Recensione di Fabio Rigamonti - Pubblicata in data: 26/02/15

Cosa c’è di più fuori tempo massimo e scontato, nell’anno domini 2015, che fare un album indie con in mente il synth pop e la wave ottantiana? Ancora: cosa c’è di più banale che basarlo, liricamente, tutto sull’amore? Colpo di grazia: cosa c’è di più odioso e fastidioso che titolare un’opera simile “Ten Love Songs”, infliggendosi un autogol di quelli clamorosi?
Nulla, direte voi, ed avreste ben donde di montare della seria preoccupazione riguardo un’opera discografica dalle siffatte caratteristiche.
La fiera della banalità può però rivelarsi presto un’arma vincente proprio se, sfruttando i peggio cliché che la musica ci offre, si riesce ad imprimere all’opera estro e genio, riuscendo a colorare con sfumature ardite, cangianti e curiose delle figure che il nostro occhio sa riconoscere al primo sguardo trovandole noiosamente familiari.  

È esattamente quanto succede qui, nel quinto disco in studio della mai troppo lodata Susanne SundfØr, cavallo di razza norvegese le cui doti di saper scardinare e rivoluzionare gli stilemi del pop furono già affrontati su queste pagine in occasione dell’analisi di “The Silicon Veil” e dell’ancora precedente “The Brothel”.


In questo caso, la posta in gioco se vogliamo si alza ulteriormente, e mentre il messaggio si fa leziosamente pop, l’immagine più femminina e quieta e il delirio vocale – arma da sempre vincente della Nostra – pare sedarsi di conseguenza, è la musica a fare da padrona nel saper mischiare le carte in tavola in modo veramente curioso.

Lasciate perdere i seppur gradevoli (a tratti magistrali) ponti col recente passato rappresentati da “Darlings” e “Silencer”, l’anima di “Ten Love Songs” è tutta nei beat e nei glitter che si celano dietro versioni arty di brani di Kim Wilde (“Slowly”, “Fade Away”), composizioni in cui a sorprendervi giungeranno presto reminiscenze nientemeno che di Bach (l’organo di “Accelerate”, il clavicembalo di “Kamikaze”) e, in linea generale, una maestria nell’arrangiamento da plauso aperto.
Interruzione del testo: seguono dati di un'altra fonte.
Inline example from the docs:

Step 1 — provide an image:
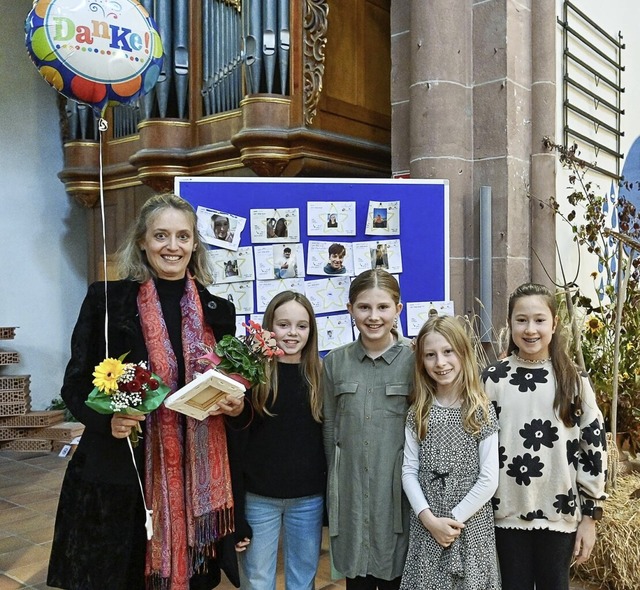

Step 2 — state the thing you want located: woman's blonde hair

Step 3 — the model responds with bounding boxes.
[117,193,213,286]
[252,291,322,422]
[410,316,489,440]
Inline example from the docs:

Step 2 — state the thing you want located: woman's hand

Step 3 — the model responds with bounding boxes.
[111,413,145,438]
[419,508,464,548]
[573,516,596,565]
[236,537,251,553]
[209,395,244,418]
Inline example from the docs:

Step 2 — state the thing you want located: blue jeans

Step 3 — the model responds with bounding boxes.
[238,493,324,590]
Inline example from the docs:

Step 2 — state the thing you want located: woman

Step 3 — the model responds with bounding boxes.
[47,194,244,590]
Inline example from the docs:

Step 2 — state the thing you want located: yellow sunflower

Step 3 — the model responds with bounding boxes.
[93,359,124,394]
[587,316,603,334]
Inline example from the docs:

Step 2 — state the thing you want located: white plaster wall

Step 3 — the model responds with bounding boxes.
[556,0,640,299]
[0,0,87,410]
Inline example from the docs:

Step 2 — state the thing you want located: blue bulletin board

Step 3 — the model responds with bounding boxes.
[175,177,450,344]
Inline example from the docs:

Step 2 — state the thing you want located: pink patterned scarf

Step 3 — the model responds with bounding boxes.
[138,276,233,590]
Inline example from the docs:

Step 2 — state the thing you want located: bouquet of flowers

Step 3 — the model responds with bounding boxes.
[198,320,284,388]
[85,353,169,446]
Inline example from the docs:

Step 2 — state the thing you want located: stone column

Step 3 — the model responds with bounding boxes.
[531,0,557,288]
[408,0,477,313]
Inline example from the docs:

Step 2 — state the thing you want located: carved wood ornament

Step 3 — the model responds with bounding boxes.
[304,0,329,125]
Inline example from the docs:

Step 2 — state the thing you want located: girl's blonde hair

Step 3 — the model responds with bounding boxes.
[507,283,582,427]
[349,268,400,305]
[252,291,322,422]
[409,316,489,440]
[117,193,213,287]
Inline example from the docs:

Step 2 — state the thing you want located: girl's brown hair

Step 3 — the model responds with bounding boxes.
[117,193,213,286]
[410,316,489,440]
[507,283,582,426]
[252,291,322,422]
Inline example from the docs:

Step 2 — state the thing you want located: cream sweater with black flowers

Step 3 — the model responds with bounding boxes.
[482,355,607,532]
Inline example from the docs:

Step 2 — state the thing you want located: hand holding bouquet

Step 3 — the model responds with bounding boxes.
[85,353,169,446]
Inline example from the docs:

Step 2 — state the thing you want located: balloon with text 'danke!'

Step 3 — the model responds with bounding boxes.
[25,0,163,115]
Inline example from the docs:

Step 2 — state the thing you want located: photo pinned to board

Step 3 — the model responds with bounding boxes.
[307,201,356,236]
[207,246,255,283]
[406,301,454,337]
[307,240,355,276]
[365,201,400,236]
[256,278,304,313]
[316,313,353,351]
[249,207,300,244]
[353,240,402,275]
[207,281,253,314]
[304,276,351,314]
[196,205,247,250]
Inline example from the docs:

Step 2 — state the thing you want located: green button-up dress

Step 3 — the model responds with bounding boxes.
[323,339,414,580]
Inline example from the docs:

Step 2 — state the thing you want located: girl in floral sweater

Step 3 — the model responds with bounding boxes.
[482,283,607,590]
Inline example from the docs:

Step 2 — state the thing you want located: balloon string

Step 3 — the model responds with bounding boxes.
[98,117,109,358]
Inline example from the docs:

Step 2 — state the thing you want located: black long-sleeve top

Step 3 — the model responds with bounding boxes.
[244,363,326,498]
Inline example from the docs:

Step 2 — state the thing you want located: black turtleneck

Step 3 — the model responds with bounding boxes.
[156,277,187,388]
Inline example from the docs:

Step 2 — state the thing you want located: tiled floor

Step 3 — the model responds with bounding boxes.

Ed ecco che il pop rappresenta la trappola, ed il nostro pregiudizio l’anima di cui essa si ciba avida, salvo poi scoprire che la SundfØr ci tiene per il collo nel suo peculiare incantesimo sonoro. Basta ascoltare “Memorial”, vero e proprio brano simbolo del lavoro: comincia citando spudoratamente la canzone presso cui la nostra ha conosciuto il riconoscimento internazionale, ovvero “Oblivion” (composizione degli M83 a cui Susanne ha prestato la voce per la colonna sonora del film omonimo, rendendo i titoli di coda la parte migliore dell’intero lungometraggio), salvo poi all’improvviso far irrompere un arrangiamento classico solenne ed imponente, gotico come i più intensi Lacrimosa, e ciò che ci sarebbe parso intollerabile all’inizio, diviene il pretesto per cui rimaniamo avvinghiati al pezzo per tutti i 7 minuti di durata.

Se non fosse per gli eccessivi pasticci in sede di chiusura d’opera (soprattutto la tranche pasticciata di “Insects”, ma non è che “Trust Me” riesca ad essere più digeribile), si potrebbe parlare di autentico capolavoro. Al netto comunque di questo difetto veniale, ci troviamo di fronte forse al disco meglio riuscito della SundfØr proprio per il suo saper deviare dalla strada maestra con naturalezza e sfrontatezza: come ritrovarsi dal percorrere una noiosa e dritta autostrada a derapare su tortuosi sentieri ombrosi di montagna, senza che si fosse fatto nulla di volontario per cambiare il percorso.

La sorpresa che ne consegue quando realizziamo quanto ci sta accadendo attorno è tanto deliziosa quanto impagabile.